Pendant tout le dix-huitième siècle, on fit encore grand cas de cet appareil rudimentaire, qui pourtant, quand on n'en usait pas avec soin, avait le grave inconvénient de répandre son huile ailleurs que sur la mèche donnant la lumière.
Quoi qu'il en soit le médecin Cardan s'est mieux recommandé par l'invention de la lampe qui a porté son nom, que par le grand nombre de volumes qu'il a publiés sur des sciences aussi fantaisistes et ridicules que l'astrologie judiciaire. Sa découverte fit événement, et causa une immense sensation, comme si elle devait enfin réaliser un progrès permanent dans l'art du luminaire; mais cette satisfaction fut relativement d'assez courte durée, l'appareil n'offrant pas tous les avantages pratiques qu'on en avait espérés.
322.—Paucis notus, paucioribus ignotus, hic jacet Democritus junior cui vitam dedit et mortem melancholia. (Peu connu et bien moins inconnu, ici repose le nouveau Démocrite, à qui la mélancolie donna la vie et la mort.)
Pour qui et par qui fut composée cette singulière épitaphe?

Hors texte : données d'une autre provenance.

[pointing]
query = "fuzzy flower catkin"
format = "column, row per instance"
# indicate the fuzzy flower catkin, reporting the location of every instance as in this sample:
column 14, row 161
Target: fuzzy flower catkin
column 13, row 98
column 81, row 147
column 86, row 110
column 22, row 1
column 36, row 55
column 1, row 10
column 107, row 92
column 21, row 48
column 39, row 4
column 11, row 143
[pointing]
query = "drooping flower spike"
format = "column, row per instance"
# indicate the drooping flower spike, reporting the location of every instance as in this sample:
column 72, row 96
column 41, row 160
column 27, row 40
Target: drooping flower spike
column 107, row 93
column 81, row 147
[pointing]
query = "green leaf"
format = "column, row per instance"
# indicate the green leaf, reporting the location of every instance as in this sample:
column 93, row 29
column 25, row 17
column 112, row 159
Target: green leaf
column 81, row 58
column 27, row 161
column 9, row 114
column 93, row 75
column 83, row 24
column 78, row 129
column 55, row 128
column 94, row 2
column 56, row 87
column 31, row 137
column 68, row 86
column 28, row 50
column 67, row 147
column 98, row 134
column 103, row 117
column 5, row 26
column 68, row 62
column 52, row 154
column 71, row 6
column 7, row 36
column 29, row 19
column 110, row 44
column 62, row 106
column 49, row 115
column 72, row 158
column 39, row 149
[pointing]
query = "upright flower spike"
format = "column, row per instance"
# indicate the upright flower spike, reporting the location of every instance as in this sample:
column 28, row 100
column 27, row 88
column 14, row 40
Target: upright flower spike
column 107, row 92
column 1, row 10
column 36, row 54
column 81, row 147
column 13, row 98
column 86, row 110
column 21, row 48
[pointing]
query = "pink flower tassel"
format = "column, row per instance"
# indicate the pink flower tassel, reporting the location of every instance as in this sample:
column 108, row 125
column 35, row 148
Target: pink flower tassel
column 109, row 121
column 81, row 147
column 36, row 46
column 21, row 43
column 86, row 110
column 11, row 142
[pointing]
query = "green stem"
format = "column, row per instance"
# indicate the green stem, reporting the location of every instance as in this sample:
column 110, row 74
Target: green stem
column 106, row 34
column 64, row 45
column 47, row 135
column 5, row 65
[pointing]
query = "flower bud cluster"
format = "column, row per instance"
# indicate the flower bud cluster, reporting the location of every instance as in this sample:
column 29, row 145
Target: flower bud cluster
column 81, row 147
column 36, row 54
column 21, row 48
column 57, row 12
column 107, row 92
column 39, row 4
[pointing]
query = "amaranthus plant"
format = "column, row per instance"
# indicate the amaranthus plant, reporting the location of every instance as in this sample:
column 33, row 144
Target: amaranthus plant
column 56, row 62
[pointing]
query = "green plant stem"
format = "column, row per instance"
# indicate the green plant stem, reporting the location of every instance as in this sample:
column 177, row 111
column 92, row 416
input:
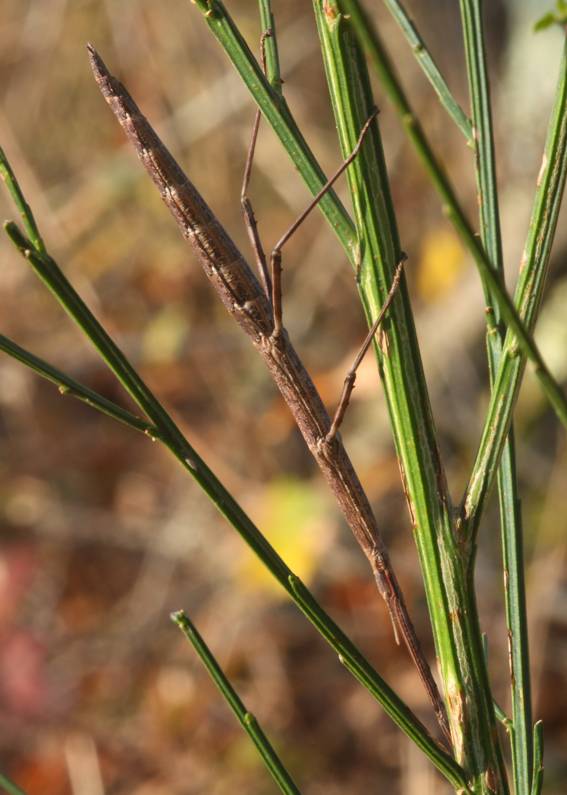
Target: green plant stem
column 19, row 200
column 9, row 786
column 430, row 69
column 537, row 781
column 248, row 722
column 490, row 278
column 449, row 591
column 276, row 112
column 69, row 387
column 170, row 435
column 509, row 501
column 270, row 45
column 528, row 297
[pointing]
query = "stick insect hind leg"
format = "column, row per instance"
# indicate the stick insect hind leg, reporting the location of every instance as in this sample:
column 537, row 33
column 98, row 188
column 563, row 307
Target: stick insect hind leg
column 271, row 277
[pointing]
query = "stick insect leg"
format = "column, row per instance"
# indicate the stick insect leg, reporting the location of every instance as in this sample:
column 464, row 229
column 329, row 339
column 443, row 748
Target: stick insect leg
column 350, row 379
column 276, row 258
column 248, row 212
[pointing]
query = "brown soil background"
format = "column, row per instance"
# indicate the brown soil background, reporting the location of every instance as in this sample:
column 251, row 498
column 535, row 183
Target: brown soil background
column 102, row 536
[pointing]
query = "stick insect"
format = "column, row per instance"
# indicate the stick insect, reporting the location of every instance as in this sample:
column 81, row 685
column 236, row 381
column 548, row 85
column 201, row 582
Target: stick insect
column 257, row 309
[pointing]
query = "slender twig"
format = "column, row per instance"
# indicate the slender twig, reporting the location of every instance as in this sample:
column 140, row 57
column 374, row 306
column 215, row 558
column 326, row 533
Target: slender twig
column 276, row 257
column 247, row 209
column 449, row 590
column 245, row 300
column 272, row 61
column 247, row 720
column 510, row 509
column 528, row 297
column 172, row 438
column 350, row 378
column 430, row 68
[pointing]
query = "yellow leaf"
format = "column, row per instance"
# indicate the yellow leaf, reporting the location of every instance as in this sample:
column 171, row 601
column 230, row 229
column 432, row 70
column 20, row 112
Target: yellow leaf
column 292, row 515
column 440, row 263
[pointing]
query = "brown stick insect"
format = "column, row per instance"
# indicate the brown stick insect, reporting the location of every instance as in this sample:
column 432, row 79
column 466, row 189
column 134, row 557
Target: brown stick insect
column 257, row 308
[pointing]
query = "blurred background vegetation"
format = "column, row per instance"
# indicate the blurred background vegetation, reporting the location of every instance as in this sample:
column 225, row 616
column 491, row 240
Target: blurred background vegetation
column 102, row 536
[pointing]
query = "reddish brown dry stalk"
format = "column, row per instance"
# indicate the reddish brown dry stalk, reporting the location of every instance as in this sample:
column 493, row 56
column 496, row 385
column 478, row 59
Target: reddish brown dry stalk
column 244, row 298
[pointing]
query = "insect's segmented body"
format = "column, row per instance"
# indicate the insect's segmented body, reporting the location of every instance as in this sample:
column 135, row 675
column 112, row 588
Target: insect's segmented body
column 246, row 300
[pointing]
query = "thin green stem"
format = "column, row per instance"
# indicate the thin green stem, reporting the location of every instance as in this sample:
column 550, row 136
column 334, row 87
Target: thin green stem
column 430, row 69
column 510, row 509
column 247, row 720
column 170, row 435
column 19, row 200
column 277, row 114
column 9, row 786
column 69, row 387
column 449, row 588
column 537, row 781
column 270, row 46
column 528, row 297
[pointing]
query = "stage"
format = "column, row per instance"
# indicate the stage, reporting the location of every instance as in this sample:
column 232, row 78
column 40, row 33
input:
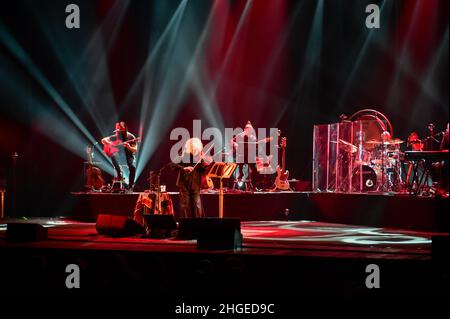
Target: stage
column 279, row 260
column 374, row 210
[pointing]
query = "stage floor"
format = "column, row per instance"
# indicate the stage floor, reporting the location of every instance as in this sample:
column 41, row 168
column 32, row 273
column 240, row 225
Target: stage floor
column 279, row 260
column 260, row 237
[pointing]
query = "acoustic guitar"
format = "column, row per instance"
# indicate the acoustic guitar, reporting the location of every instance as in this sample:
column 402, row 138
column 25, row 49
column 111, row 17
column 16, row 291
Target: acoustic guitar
column 281, row 181
column 111, row 148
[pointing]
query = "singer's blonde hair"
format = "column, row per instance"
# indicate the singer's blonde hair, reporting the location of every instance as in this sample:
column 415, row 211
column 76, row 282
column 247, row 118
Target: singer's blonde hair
column 193, row 146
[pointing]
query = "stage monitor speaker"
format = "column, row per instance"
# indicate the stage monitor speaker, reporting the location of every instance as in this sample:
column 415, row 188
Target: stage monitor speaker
column 25, row 232
column 160, row 225
column 212, row 233
column 118, row 226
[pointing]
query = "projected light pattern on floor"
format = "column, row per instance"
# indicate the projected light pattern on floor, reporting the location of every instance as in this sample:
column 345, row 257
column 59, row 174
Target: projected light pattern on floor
column 307, row 231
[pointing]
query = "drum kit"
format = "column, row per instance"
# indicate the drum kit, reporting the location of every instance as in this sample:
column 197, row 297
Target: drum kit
column 376, row 165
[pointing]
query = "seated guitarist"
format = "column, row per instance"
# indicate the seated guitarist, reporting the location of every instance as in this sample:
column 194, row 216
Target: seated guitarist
column 119, row 147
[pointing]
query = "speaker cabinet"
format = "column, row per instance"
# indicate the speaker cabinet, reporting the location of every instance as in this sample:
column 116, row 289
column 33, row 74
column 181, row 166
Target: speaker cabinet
column 212, row 233
column 118, row 226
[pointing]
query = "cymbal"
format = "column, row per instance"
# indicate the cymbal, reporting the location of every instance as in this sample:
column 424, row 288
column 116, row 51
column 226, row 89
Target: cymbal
column 344, row 144
column 394, row 141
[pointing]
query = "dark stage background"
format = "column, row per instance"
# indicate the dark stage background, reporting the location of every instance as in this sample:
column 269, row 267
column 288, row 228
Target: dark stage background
column 161, row 64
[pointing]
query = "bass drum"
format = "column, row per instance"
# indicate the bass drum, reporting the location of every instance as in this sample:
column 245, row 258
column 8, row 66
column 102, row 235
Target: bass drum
column 366, row 178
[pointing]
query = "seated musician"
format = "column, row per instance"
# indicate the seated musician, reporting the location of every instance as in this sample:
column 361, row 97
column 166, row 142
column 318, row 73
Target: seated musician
column 123, row 145
column 243, row 157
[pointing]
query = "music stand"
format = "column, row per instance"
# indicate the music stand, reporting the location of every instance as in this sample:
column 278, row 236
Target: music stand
column 221, row 170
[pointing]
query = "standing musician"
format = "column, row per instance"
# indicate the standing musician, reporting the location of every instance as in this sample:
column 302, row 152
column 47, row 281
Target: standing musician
column 122, row 144
column 240, row 144
column 192, row 164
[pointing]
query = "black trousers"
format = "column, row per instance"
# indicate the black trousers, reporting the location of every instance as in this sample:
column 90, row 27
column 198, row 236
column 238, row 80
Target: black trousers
column 251, row 174
column 131, row 168
column 190, row 204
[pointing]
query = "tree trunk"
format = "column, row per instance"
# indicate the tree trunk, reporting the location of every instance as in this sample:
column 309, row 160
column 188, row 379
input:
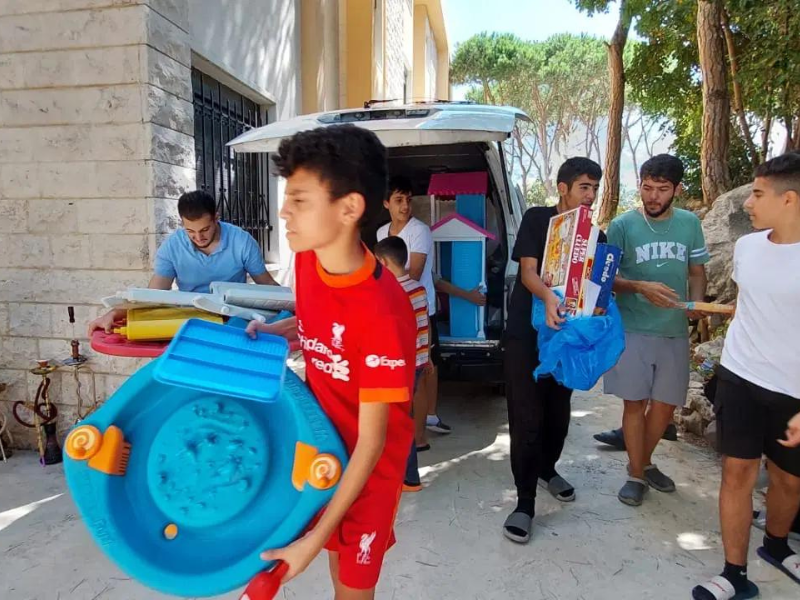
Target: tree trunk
column 616, row 72
column 792, row 126
column 715, row 140
column 765, row 135
column 738, row 103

—Robert Burton, écrivain anglais, né en 1576, mort en 1639, est surtout connu comme auteur d'un livre, jadis très répandu, intitulé Anatomie de la mélancolie. Ayant embrassé la carrière ecclésiastique, il fut nommé vicaire de la paroisse Saint-Thomas à Oxford. Très versé dans la science scolastique du temps, il se laissa égarer par les illusions de l'astrologie judiciaire. Son caractère était sombre et farouche. Dans les accès de cette humeur sauvage, il n'avait d'autre moyen de se distraire que de se livrer, avec les marins et les portefaix, aux emportements grossiers de la joie la plus bruyante. Ce fut pour corriger cette inégalité de caractère, qui le faisait passer rapidement d'un excès à l'autre, qu'il composa son Anatomie de la mélancolie, ouvrage bizarre, mais très original et remarquable par la profondeur de beaucoup de vues qu'il renferme. On a découvert dans les œuvres de Sterne des passages entiers copiés littéralement dans le livre de R. Burton, qui fit la fortune de son éditeur. L'auteur ne fut pas guéri par les remèdes qu'il indiquait. On mit sur son tombeau l'épitaphe que nous avons citée, qu'il avait composée lui-même.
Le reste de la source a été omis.